To understand this better let us take the example of the predominant practice of MPs delivering India’s statement on the ILC’s Annual Reports. The UNGA Sixth Committee takes up the ILC’s Annual Report during the ‘International Law Week’ in October each year when top-level legal advisors from UN Members convene to share their views on the ILC’s work. Involving officials at such important UN meetings does indicate a UN Member’s commitment not only to the role of such meetings or the value of discussion that takes place – keeping in mind how the Sixth Committee is instrumental in codification of international law – but also to professionalisation of legal cadre. As officials responsible for expounding international law and holding recognised competence in the eyes of their government, legal officers of the Legal & Treaties Division are better placed to address topics considered by the Sixth Committee. And as part of the invisible college of international lawyers, they are also conscious to how they are perceived as lawyers from and of India among the international legal advisors of other UN Member States, and how their own government perceives them and their role in comparison with the others. As a result, this practice of involving MPs in their place at the Sixth Committee likely diminishes the role for which a legal advisor is appointed and harms their self-perception.
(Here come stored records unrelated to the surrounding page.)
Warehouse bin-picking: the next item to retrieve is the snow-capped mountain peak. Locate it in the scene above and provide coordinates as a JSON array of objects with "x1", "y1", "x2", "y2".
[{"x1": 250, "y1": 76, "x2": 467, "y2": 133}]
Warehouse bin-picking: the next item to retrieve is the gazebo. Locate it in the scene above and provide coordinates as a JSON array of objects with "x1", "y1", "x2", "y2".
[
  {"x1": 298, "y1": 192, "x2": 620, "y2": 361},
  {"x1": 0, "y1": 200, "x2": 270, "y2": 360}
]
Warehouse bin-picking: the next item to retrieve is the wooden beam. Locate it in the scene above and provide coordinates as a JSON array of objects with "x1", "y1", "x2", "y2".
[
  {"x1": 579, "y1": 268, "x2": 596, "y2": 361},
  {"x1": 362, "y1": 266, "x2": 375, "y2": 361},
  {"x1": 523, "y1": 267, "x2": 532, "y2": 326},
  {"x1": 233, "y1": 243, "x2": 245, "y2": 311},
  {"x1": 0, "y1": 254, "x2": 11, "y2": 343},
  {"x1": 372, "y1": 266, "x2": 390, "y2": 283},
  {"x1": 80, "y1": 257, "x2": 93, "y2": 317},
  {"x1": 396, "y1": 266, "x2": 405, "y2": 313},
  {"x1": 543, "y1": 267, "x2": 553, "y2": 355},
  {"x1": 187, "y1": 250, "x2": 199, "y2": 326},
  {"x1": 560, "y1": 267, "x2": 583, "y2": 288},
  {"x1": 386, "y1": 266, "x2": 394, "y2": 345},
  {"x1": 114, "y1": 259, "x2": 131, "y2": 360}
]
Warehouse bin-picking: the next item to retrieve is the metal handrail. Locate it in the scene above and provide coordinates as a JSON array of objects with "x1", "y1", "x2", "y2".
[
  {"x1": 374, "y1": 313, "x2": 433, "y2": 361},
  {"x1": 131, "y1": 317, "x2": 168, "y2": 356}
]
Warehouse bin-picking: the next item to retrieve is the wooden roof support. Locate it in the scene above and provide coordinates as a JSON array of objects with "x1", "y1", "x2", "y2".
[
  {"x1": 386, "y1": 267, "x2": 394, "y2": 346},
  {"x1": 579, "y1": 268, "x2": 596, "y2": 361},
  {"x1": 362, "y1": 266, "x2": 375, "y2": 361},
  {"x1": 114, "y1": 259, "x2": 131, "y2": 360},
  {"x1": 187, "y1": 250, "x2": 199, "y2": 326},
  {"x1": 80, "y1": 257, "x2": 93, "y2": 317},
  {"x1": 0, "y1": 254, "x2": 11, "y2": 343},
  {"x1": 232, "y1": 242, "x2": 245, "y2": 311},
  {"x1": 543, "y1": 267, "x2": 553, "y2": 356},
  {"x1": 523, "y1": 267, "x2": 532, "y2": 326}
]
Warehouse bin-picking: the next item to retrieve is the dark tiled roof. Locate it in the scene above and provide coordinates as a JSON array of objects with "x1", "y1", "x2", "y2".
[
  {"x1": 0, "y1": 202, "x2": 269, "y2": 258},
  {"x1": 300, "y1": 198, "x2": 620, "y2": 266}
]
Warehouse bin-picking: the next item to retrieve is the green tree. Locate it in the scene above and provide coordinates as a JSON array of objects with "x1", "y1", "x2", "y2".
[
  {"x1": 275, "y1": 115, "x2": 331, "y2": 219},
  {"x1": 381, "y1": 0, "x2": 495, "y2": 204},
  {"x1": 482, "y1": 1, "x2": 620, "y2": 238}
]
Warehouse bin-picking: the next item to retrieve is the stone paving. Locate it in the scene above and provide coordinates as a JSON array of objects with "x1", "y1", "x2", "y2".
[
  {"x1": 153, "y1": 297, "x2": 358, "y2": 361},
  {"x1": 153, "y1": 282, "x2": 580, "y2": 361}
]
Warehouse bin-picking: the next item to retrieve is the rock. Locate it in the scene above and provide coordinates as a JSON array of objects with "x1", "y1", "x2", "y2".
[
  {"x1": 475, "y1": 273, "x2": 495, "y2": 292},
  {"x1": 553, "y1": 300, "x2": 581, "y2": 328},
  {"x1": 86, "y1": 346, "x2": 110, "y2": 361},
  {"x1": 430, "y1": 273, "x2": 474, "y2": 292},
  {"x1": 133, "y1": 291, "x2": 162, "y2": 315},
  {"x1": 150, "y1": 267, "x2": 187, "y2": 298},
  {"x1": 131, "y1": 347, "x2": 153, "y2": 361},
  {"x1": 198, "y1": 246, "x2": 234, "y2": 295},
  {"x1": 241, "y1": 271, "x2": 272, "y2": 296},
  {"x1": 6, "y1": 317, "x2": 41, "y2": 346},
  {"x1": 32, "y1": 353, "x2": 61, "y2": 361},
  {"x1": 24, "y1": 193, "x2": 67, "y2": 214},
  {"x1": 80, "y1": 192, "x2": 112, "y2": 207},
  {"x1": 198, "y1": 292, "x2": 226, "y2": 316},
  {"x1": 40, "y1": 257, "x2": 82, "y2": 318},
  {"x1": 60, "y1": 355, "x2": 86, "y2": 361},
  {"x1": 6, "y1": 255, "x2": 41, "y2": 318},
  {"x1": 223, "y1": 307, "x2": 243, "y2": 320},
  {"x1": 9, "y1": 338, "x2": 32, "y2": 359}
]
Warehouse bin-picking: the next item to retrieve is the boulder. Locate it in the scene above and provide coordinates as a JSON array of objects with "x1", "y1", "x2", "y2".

However, even if this practice could find justification in law or professionalism, other questions still arise. It is unclear what is the mechanism through which the government chooses MPs to form part of Indian delegations or what criteria are applied in the selection process? Does, say, an MP required to be part of a parliamentary committee responsible for scrutinizing the foreign policy? Or, are MPs required to have experience in foreign affairs? Are the political affiliations of MPs important? And, if the objective is to “familiarise the MPs with the functioning of the UN” to “equip them with knowledge necessary for participating in debates”, has this practice been a success in the work of the MPs? How do we measure its success? Do MPs, for example, discuss international legal issues or question the government on matters of international law at all? If yes, have the quality or specificity of those questions improved? If not, then what is the rationale for reviving the practice, given the probably significant financial charge it puts on the exchequer.